Sunday March 14.
My dear Henry
It is very affectionate of you to keep your intention of being here for Rosamonds <1> Birthday. – I am afraid it will occasion you an extra journey – but I suppose you don’t mind that as you are fond of changing air frequently. – Nicholl <2> suggests that, in case of your returning to Town so soon, it wd be the best plan for you to leave some of you wardrobe in the hands of the Laundress there, instead of bringing it down here.– as he can supply you here without any of the things which you have got with you there.– I long to see your portrait. <3>–
yr affectionate
Constance
H. Fox Talbot Esqre
31. Sackville StreetLondon
Notes:
1. Rosamond Constance ‘Monie’ Talbot (1837–1906), artist & WHFT’s 2nd daughter.
2. Nicolaas Henneman (1813–1898), Dutch, active in England; WHFT’s valet, then assistant; photographer.

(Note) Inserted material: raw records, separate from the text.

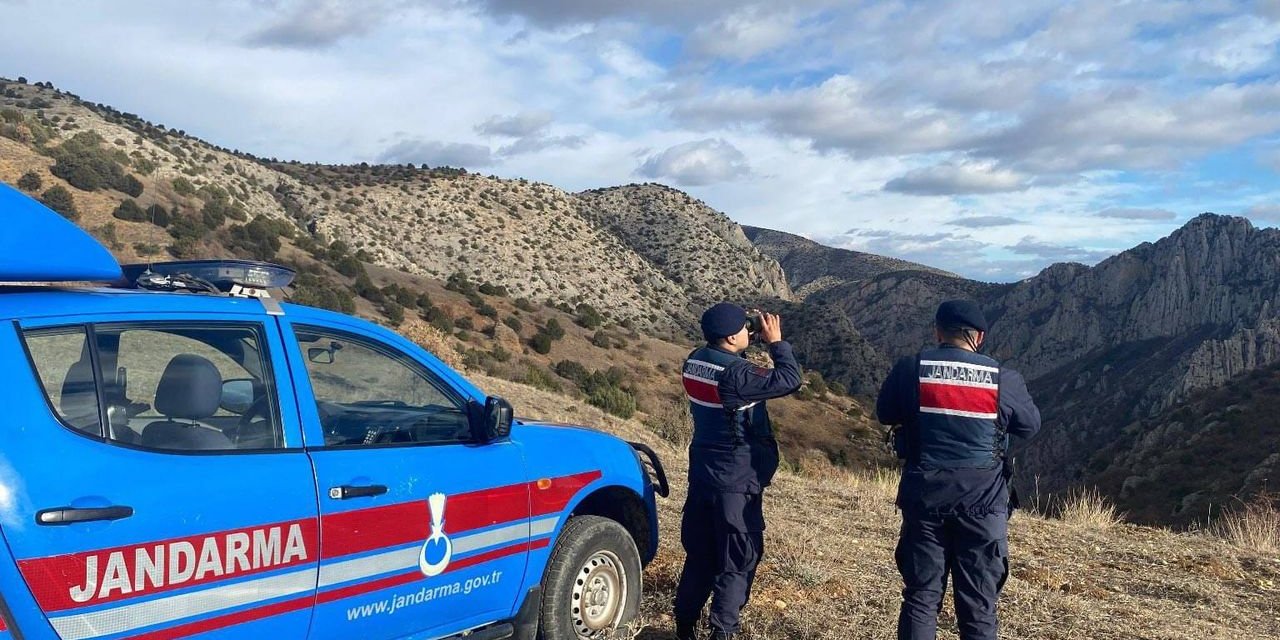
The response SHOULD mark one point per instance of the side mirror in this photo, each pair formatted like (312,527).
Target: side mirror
(237,396)
(493,421)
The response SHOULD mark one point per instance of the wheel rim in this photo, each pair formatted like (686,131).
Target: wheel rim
(599,594)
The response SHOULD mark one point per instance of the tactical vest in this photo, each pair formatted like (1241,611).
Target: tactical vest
(713,424)
(958,424)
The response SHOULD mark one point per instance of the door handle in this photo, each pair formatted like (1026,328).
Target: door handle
(344,492)
(71,515)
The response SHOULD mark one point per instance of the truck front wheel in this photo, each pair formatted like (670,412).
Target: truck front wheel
(593,581)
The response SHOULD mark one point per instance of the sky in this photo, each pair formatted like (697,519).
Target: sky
(988,138)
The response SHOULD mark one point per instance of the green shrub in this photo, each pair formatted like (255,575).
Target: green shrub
(460,283)
(615,401)
(62,201)
(83,163)
(602,339)
(259,240)
(553,329)
(348,266)
(542,343)
(320,292)
(439,319)
(572,370)
(146,248)
(365,288)
(394,312)
(159,215)
(30,182)
(183,187)
(538,378)
(131,211)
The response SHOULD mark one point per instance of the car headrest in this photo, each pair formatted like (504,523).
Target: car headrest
(191,388)
(78,400)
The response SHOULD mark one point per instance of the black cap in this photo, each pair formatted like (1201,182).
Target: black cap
(723,320)
(960,314)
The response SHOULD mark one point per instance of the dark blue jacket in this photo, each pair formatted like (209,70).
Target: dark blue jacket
(732,447)
(955,438)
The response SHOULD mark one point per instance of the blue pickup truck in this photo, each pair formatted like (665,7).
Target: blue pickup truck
(182,455)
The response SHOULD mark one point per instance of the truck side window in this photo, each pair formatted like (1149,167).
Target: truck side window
(369,393)
(165,385)
(62,361)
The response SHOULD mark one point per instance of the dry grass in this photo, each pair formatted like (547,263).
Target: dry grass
(1088,508)
(1253,525)
(830,574)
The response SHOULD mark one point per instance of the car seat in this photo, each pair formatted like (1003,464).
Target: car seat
(190,389)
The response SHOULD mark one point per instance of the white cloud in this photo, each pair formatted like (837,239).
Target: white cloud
(1269,213)
(958,178)
(319,23)
(840,114)
(1055,252)
(437,154)
(1084,123)
(743,35)
(519,126)
(699,163)
(982,222)
(1137,214)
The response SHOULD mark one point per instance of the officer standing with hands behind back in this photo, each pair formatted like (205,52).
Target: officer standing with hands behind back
(732,457)
(955,410)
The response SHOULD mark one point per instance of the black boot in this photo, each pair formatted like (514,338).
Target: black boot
(686,630)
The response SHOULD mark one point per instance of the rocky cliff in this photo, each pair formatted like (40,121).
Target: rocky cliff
(813,268)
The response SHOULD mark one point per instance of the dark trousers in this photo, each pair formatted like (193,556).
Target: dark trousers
(723,539)
(973,551)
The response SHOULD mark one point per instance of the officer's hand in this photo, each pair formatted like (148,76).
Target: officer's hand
(771,328)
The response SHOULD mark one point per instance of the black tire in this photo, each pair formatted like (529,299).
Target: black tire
(593,558)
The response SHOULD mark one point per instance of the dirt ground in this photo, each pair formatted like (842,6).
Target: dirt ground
(830,572)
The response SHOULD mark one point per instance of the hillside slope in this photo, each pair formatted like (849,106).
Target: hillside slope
(813,268)
(828,571)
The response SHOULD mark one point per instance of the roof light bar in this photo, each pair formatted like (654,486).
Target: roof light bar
(236,277)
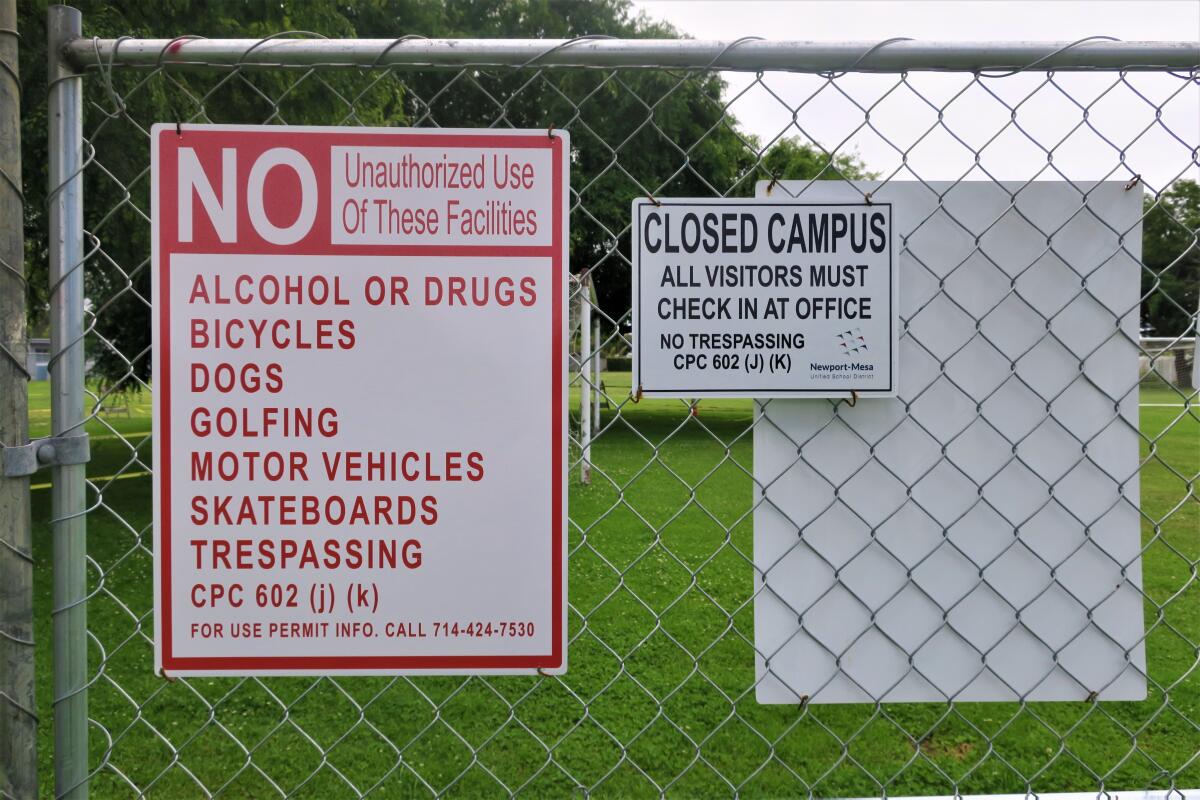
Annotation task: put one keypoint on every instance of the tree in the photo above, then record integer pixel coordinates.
(634, 131)
(1169, 250)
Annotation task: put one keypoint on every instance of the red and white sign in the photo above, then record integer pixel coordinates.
(359, 352)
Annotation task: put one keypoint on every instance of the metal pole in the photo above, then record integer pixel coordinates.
(18, 719)
(891, 55)
(69, 525)
(586, 379)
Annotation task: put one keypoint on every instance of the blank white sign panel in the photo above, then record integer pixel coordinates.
(984, 545)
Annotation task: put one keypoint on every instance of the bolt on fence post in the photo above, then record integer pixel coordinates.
(69, 524)
(18, 716)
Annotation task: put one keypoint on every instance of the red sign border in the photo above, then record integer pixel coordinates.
(166, 140)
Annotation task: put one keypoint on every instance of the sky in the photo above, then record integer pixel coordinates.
(904, 115)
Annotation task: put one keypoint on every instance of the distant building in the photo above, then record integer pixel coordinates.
(37, 360)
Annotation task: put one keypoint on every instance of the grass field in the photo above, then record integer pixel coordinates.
(659, 689)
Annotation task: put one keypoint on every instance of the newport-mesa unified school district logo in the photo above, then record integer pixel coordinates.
(852, 342)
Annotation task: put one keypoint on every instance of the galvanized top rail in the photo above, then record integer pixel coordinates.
(301, 49)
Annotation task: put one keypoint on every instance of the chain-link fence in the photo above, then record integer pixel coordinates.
(660, 697)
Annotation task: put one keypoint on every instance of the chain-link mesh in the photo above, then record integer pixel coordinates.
(660, 693)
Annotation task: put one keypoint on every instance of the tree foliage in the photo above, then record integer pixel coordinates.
(1171, 280)
(634, 132)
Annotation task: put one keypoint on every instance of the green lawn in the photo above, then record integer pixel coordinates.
(661, 667)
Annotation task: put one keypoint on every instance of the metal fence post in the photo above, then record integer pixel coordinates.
(18, 720)
(67, 498)
(586, 379)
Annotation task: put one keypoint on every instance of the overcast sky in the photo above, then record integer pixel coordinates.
(1047, 115)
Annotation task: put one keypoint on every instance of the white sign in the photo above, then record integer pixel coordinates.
(978, 536)
(763, 299)
(359, 353)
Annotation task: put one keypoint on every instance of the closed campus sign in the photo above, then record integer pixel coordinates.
(763, 299)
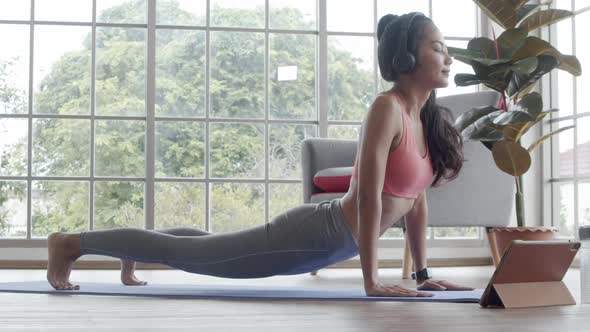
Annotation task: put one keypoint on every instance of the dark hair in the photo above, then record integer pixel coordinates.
(444, 140)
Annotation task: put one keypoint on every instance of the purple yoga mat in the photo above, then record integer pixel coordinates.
(234, 292)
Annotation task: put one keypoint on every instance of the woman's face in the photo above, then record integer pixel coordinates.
(433, 63)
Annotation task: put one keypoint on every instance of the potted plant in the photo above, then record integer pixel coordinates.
(512, 64)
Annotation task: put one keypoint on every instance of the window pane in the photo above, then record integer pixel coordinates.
(579, 4)
(445, 18)
(118, 204)
(350, 77)
(59, 206)
(15, 10)
(121, 11)
(180, 149)
(237, 74)
(120, 71)
(13, 209)
(292, 76)
(456, 232)
(283, 197)
(61, 147)
(292, 14)
(180, 73)
(583, 55)
(285, 149)
(237, 150)
(236, 206)
(566, 209)
(14, 68)
(238, 14)
(180, 12)
(583, 146)
(565, 165)
(584, 203)
(566, 149)
(62, 70)
(13, 147)
(457, 67)
(63, 10)
(120, 148)
(180, 205)
(350, 15)
(563, 4)
(344, 132)
(385, 7)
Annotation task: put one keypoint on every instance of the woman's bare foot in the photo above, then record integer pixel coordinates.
(128, 274)
(63, 250)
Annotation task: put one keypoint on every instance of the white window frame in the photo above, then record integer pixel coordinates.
(149, 180)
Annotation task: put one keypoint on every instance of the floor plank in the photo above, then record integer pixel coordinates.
(89, 313)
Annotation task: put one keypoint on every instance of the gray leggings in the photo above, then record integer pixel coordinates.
(300, 240)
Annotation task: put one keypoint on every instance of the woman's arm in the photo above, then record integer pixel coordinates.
(379, 129)
(416, 228)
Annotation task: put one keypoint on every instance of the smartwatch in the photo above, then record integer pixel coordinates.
(423, 274)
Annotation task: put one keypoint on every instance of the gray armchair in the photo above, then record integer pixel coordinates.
(481, 195)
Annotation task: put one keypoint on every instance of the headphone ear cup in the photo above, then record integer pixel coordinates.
(404, 63)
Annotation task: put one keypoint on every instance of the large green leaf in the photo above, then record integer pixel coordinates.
(532, 103)
(512, 117)
(482, 46)
(518, 82)
(511, 158)
(470, 79)
(483, 129)
(544, 17)
(502, 12)
(534, 46)
(495, 77)
(469, 117)
(510, 41)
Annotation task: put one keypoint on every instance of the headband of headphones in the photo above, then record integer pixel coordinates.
(403, 60)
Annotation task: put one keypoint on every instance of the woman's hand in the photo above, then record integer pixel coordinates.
(439, 285)
(379, 289)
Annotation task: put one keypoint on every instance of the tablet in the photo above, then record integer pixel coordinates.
(529, 264)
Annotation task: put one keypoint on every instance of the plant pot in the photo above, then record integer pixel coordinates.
(500, 237)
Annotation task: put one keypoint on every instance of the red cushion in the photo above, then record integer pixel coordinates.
(333, 180)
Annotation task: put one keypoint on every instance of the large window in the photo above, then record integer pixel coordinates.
(570, 178)
(163, 113)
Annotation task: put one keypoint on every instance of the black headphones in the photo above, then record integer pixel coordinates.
(403, 60)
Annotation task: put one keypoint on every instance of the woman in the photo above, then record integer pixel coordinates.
(405, 141)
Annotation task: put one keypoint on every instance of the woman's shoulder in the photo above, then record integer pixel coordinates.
(385, 107)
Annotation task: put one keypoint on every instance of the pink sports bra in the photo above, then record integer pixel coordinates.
(407, 173)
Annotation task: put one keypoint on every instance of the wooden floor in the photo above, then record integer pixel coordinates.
(89, 313)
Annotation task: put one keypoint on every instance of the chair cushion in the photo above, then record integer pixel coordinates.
(333, 180)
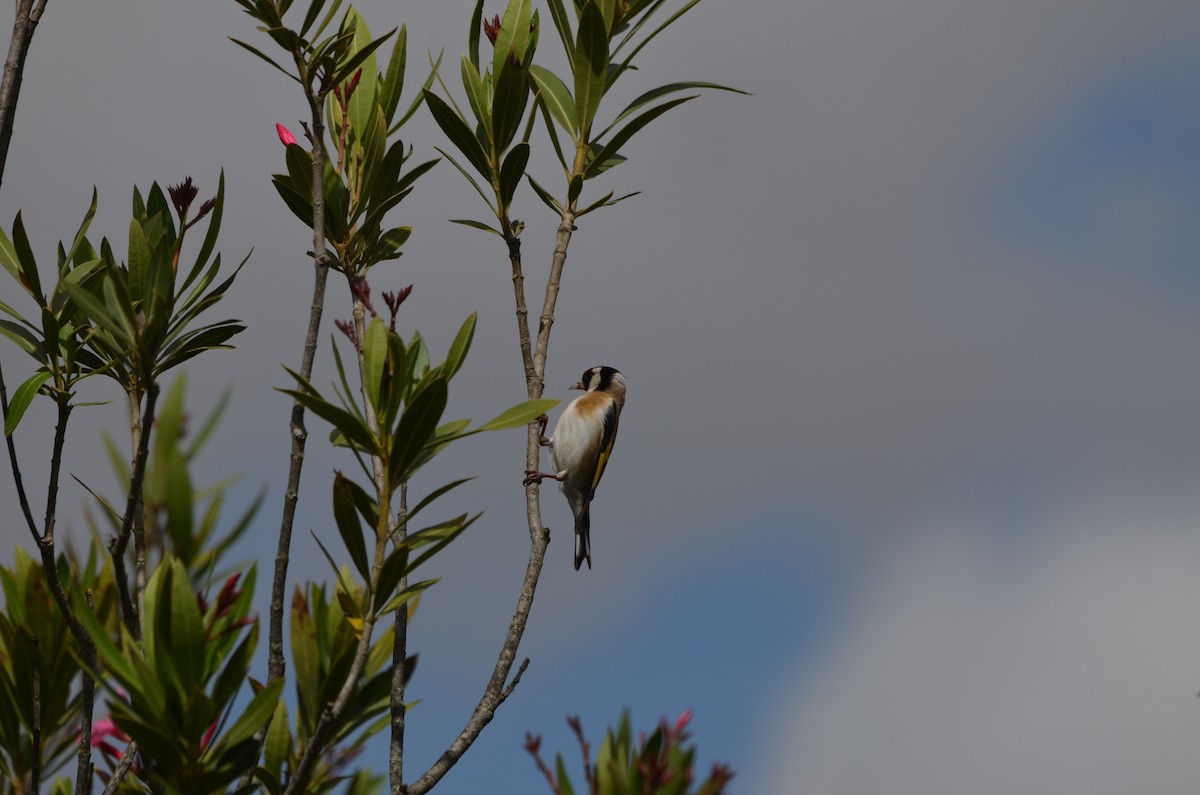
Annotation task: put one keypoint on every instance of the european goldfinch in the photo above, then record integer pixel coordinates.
(581, 447)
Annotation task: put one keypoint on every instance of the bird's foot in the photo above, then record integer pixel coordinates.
(533, 476)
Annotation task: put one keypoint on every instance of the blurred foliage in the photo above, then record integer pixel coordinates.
(659, 764)
(36, 645)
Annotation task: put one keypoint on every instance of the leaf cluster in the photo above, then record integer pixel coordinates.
(323, 644)
(180, 682)
(129, 320)
(181, 519)
(36, 645)
(497, 100)
(659, 764)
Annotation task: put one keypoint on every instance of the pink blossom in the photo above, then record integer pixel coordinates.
(286, 136)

3. Very few portraits of WHFT have survived, one of the best is a daguerreotype portrait taken by Richard Beard (1801–1885), coal merchant & daguerreotypist, London; Beard opened the first daguerreotype studio in England on the roof of the Regent Street Polytechnic in March 1841. For a reproduction of this image see H.J.P. Arnold, William Henry Fox Talbot: Pioneer of photography and man of science (London: Hutchinson Benham, 1977).
4. WHFT had published an article in the latest issue of The Literary Gazette and Journal of belles lettres, science and art. See ‘Fine Arts: Calotype (Photogenic) Drawing’, The Literary Gazette and Journal of belles lettres, science and art, no. 1258, 27 February 1841, pp. 139-140.